My crack at the analogy
Here's my take on it, based on my work with an 8-bit PIC18F452 microcontroller (essentially a dumb computer with ram built onto the chip with lots of little I/O toys attached):
The PIC18F452 is an 8-bit computer. It is a very popular chip due to its simplicity in instructions and low cost. However, it can only deal with 8-bits of data "at a time." I say "at a time" because you can have operations that manipulate 16-bit pointers anyways. However to do this, the PIC must first operate on the lower 8 bits, and then operate on the upper 8 bits. This effectively allows the PIC to deal with variables that are 16 bits long without being a 16-bit computer (ie having a 16-bit data bus, a 16-bit instruction set etc...)
Were this same operation done by a 16-bit microcontroller, the operation could be done in one pass since the chip can look at the whole variable at the same time.

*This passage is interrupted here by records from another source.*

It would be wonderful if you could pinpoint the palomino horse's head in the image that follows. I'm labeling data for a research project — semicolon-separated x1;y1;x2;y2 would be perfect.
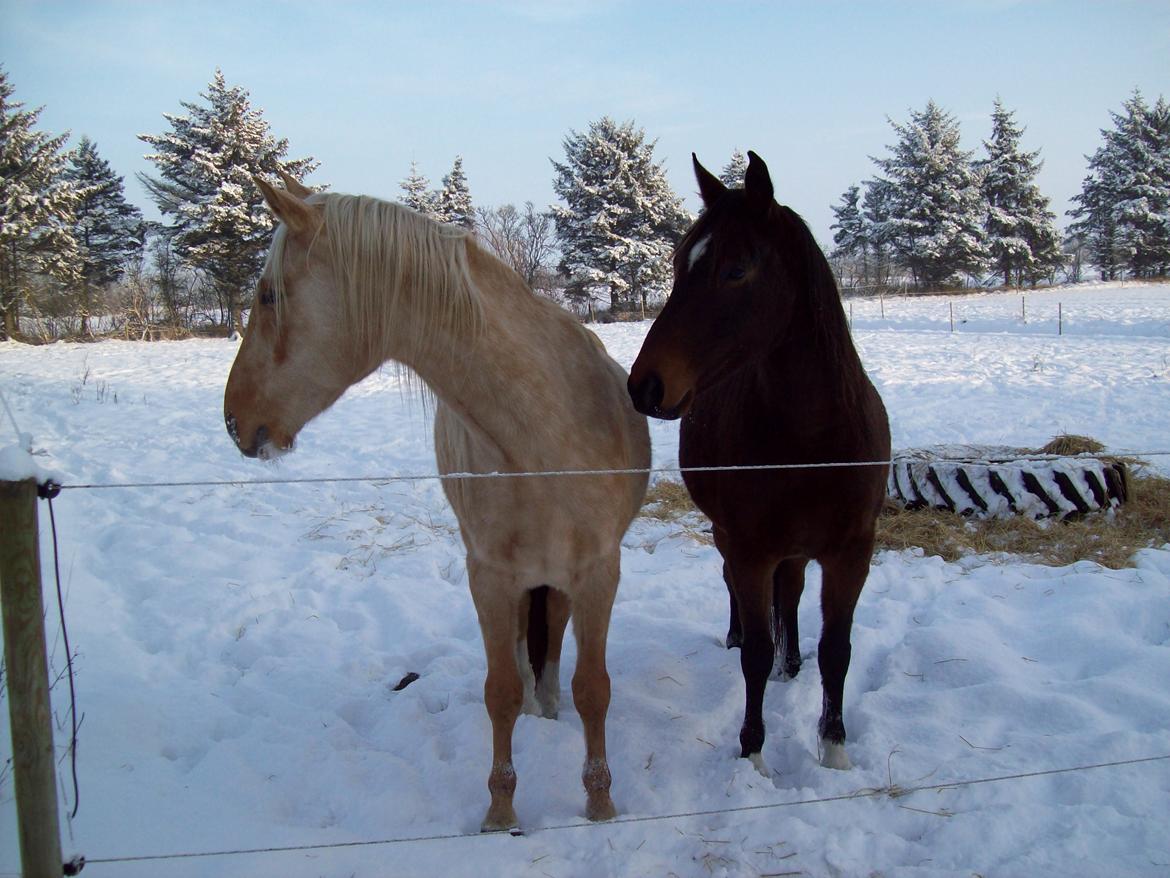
223;177;373;460
628;152;801;419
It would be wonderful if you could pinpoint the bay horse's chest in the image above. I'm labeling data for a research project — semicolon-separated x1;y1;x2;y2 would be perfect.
679;376;889;557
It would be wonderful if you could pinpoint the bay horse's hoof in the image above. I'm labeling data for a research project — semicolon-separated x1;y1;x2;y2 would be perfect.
748;753;772;780
817;738;853;771
585;793;618;823
480;802;519;832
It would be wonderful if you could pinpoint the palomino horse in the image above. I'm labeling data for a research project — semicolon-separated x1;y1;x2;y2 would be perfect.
223;177;649;830
629;153;889;775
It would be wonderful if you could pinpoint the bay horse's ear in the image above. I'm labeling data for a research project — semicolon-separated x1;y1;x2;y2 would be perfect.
252;177;316;235
276;167;312;199
743;150;775;212
690;152;728;207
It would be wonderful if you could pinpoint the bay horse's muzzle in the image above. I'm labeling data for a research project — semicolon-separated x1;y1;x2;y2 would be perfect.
626;371;691;420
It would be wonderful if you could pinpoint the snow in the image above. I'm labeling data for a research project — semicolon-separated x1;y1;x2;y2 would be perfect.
0;286;1170;878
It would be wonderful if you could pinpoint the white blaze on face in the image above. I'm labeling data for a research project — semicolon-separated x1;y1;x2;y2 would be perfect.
687;235;711;272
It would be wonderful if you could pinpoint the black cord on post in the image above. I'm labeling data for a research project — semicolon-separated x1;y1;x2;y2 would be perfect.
36;481;81;824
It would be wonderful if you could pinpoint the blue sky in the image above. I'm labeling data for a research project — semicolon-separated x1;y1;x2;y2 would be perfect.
0;0;1170;243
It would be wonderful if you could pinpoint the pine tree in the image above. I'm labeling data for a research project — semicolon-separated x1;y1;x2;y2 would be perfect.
720;149;748;188
439;156;475;228
976;98;1064;286
861;180;894;286
830;186;869;283
0;69;77;338
66;137;145;335
552;117;690;310
138;69;317;327
1104;90;1170;277
398;162;442;221
874;101;989;286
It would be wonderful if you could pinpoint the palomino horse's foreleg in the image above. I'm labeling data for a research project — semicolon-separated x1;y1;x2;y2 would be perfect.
573;558;618;821
536;589;571;720
772;558;808;680
817;541;873;769
467;558;524;832
516;591;546;716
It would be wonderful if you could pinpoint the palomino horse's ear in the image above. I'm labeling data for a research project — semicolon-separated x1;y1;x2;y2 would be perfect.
252;177;316;235
743;150;775;211
276;167;312;199
690;152;728;207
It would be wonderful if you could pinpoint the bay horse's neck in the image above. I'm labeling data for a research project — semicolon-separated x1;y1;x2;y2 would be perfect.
751;267;867;405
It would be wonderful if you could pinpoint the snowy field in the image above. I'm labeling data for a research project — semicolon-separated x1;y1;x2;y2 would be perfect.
0;286;1170;878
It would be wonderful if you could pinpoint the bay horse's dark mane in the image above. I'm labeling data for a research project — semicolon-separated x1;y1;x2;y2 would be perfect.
779;205;862;373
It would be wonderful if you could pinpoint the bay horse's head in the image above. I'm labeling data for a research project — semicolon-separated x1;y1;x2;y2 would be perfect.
223;177;372;460
628;152;808;419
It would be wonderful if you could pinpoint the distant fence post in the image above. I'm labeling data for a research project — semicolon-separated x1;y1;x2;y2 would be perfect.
0;479;62;878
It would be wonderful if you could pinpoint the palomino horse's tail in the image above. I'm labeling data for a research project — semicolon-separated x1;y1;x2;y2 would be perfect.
528;585;549;682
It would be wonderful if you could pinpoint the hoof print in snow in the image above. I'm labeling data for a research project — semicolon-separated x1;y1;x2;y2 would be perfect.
889;446;1129;521
393;671;419;692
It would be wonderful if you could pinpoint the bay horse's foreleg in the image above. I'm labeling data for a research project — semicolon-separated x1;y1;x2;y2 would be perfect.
536;589;571;720
721;547;776;777
467;558;524;832
573;557;618;821
772;558;808;680
817;540;873;769
723;561;743;650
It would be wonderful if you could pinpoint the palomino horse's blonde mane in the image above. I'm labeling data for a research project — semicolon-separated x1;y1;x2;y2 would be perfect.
269;192;483;358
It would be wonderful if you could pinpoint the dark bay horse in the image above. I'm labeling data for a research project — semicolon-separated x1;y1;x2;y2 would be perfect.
628;152;890;775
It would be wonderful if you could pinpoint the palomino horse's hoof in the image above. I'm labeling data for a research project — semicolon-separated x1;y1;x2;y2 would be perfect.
585;793;618;823
480;804;519;832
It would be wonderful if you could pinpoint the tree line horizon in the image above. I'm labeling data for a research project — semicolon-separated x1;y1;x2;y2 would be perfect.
0;68;1170;338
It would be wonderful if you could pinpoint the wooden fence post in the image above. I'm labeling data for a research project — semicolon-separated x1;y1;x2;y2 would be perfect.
0;479;62;878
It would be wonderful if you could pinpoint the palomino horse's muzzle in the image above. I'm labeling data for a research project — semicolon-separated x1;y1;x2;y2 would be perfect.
223;412;268;458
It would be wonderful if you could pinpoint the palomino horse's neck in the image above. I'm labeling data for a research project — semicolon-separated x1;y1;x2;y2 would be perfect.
391;241;583;465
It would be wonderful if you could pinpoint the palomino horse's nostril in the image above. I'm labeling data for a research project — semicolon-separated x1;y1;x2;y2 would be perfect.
626;372;666;414
223;412;240;445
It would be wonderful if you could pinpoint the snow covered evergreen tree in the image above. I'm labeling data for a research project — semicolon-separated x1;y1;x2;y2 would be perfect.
439;156;475;229
66;137;145;335
861;180;894;287
830;186;869;283
976;98;1064;287
1068;90;1170;280
874;101;990;287
398;162;442;222
138;69;317;327
720;149;748;188
552;117;690;310
0;69;77;338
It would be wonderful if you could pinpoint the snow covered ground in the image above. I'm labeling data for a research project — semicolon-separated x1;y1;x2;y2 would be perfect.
0;286;1170;878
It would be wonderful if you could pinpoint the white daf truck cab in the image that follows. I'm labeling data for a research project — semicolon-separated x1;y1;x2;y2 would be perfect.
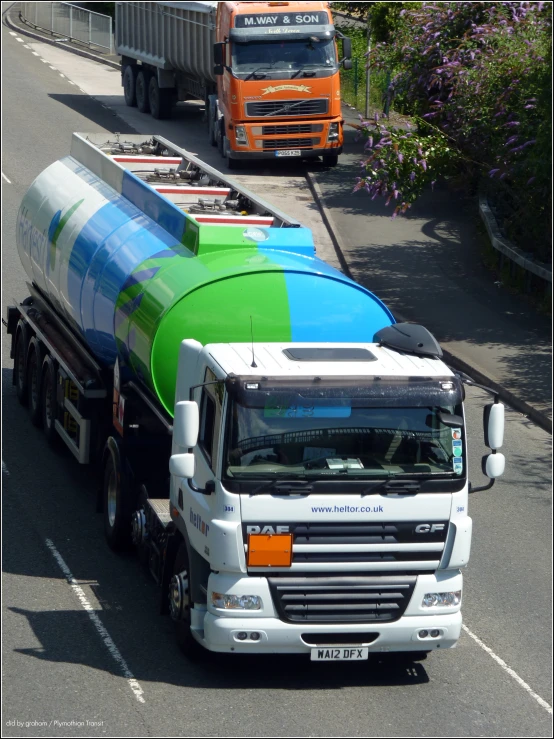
149;324;504;660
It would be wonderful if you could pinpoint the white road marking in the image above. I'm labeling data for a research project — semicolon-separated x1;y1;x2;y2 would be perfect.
45;539;145;703
462;624;552;713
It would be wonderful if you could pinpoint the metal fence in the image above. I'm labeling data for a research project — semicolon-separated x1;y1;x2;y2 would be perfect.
20;2;113;54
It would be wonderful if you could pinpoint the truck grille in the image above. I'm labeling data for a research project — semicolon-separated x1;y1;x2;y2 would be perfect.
262;123;323;136
268;575;417;623
243;510;448;574
262;138;319;151
246;98;329;118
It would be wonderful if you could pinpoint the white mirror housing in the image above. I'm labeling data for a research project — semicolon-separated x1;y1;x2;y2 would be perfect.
483;403;504;449
173;400;200;448
483;452;506;480
169;454;195;479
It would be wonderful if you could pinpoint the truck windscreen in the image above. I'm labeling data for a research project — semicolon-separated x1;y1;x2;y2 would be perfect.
223;394;466;480
232;37;337;74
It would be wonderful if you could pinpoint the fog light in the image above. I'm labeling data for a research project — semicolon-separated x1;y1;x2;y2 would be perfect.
235;126;248;146
212;592;262;611
421;590;462;608
327;123;339;141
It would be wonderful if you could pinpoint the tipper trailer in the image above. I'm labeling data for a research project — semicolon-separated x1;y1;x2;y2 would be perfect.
116;2;352;168
7;134;504;660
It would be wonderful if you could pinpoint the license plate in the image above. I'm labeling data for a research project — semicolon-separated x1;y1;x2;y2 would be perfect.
311;647;369;662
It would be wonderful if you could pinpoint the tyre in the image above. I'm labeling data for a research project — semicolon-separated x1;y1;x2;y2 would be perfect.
322;154;339;167
102;446;131;552
27;337;42;428
13;325;28;405
123;64;137;108
169;541;204;659
135;69;150;113
148;76;173;120
41;354;60;447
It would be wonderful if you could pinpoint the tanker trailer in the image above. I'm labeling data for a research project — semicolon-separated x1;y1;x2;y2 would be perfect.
5;134;394;543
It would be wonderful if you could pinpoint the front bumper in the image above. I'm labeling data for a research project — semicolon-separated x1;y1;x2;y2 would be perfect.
196;611;462;654
229;146;342;161
192;570;463;654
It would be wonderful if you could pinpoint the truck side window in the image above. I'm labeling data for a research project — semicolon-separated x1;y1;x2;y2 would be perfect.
198;369;223;473
199;388;215;464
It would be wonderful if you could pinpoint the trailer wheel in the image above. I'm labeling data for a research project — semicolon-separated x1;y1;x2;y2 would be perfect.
13;324;28;405
148;75;173;120
169;541;204;659
123;64;137;108
322;154;339;167
27;337;42;428
135;69;150;113
41;354;60;447
102;446;131;552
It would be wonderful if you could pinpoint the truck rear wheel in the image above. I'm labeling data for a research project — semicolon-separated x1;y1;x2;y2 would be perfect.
27;337;42;428
322;154;339;167
123;64;137;108
41;354;60;447
13;325;28;405
169;541;204;659
135;69;150;113
102;446;131;552
148;75;173;120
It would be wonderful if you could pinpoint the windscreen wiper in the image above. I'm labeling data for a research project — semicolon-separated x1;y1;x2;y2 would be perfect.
361;477;421;496
250;480;314;495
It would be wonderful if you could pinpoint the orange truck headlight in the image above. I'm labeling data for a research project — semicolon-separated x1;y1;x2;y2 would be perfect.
247;534;292;567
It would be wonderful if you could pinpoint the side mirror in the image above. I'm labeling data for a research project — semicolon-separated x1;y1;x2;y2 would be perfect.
483;403;504;449
214;41;225;75
481;452;506;480
169;454;195;479
342;36;352;58
173;400;200;448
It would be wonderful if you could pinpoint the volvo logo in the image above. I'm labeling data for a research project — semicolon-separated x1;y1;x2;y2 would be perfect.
415;523;444;534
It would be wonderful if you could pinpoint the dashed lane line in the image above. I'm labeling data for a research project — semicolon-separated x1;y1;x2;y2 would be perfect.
462;624;552;713
45;539;146;703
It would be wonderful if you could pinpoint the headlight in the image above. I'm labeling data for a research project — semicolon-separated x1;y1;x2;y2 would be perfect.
235;126;248;146
212;592;262;611
327;123;339;141
421;590;462;608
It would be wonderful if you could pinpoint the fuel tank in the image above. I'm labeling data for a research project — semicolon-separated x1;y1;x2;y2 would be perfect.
16;139;394;415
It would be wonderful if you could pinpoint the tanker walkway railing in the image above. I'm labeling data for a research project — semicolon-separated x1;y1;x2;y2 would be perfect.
19;2;114;54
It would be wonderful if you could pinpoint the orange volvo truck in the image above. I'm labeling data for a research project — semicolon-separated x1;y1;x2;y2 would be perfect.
116;2;352;168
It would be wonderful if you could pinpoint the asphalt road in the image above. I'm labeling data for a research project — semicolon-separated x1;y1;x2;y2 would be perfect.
2;20;552;737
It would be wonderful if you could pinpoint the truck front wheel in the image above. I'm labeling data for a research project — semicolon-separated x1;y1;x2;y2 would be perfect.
123;64;137;108
169;541;204;659
135;69;150;113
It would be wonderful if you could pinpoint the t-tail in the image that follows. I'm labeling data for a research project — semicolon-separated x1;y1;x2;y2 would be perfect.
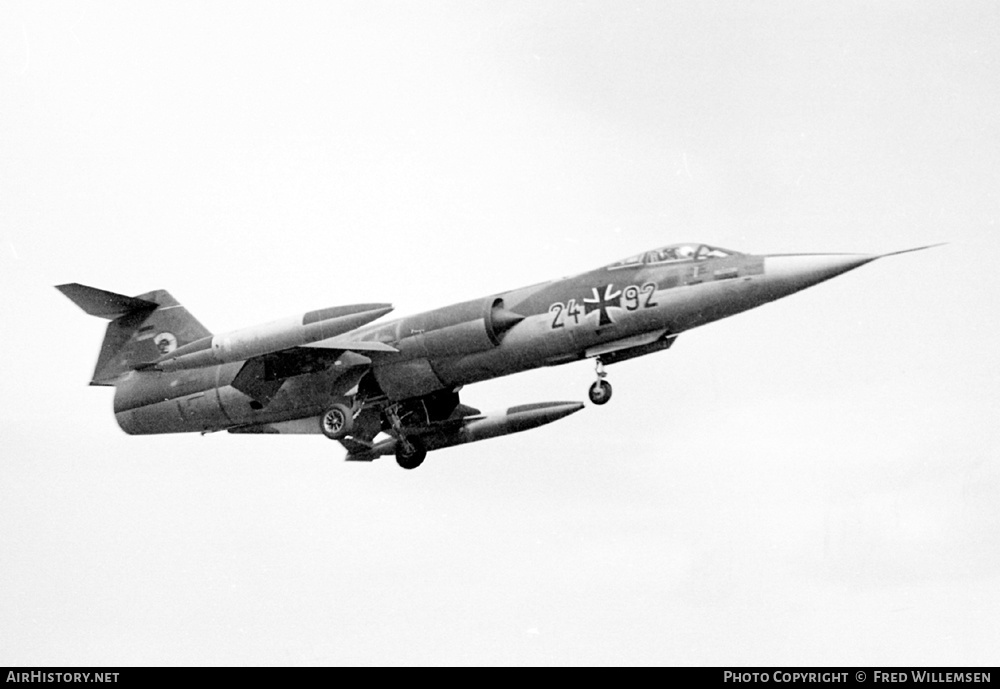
56;282;212;385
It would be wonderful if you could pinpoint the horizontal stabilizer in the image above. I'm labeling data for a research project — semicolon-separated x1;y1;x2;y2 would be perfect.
56;282;159;320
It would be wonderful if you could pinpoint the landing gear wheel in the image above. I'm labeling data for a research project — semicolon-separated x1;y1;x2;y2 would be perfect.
396;438;427;469
587;380;611;404
319;404;354;440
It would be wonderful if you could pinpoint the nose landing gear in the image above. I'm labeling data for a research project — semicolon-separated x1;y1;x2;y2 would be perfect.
587;357;611;404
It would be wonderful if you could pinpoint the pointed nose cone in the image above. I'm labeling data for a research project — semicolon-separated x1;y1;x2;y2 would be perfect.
764;254;878;299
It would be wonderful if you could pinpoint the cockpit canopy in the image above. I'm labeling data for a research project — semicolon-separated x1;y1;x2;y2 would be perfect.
608;243;742;270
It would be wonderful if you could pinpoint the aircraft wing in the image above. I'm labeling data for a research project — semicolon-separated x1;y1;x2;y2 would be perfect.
230;347;382;406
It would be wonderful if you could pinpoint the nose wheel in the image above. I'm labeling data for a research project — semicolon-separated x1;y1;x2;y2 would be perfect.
587;359;611;404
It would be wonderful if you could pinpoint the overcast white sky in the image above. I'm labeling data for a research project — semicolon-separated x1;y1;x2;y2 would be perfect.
0;0;1000;665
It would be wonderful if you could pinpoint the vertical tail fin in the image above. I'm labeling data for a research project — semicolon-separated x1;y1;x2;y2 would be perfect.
56;283;212;385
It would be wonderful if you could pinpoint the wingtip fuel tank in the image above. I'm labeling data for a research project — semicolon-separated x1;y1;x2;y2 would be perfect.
345;402;584;462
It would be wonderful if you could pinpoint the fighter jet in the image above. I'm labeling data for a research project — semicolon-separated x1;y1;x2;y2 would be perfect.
57;243;937;469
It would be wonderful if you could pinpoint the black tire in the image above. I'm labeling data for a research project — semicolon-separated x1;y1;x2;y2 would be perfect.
396;438;427;469
319;404;354;440
587;380;611;404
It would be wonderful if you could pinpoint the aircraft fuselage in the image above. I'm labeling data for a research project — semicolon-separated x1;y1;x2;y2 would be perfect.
115;245;875;434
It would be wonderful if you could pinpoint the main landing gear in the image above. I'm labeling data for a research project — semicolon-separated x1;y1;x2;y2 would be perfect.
319;403;354;440
587;357;611;404
396;436;427;469
385;405;427;469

now, neglecting the part that multiple execution units could play in this, a 32-bit processor (with 32-bit registers) can only deal with 32 bits at a time, when a program needs to talk about a 64-bit variable it will have to deal with the lower 32-bits first, then the high 32-bits taking roughly 2x a long to deal with this operation. A 64-bit processor would be capable of manipulating any 64-bit value whether it be a pointer, integer, double precision float, etc... in a single swipe, thus saving cpu time.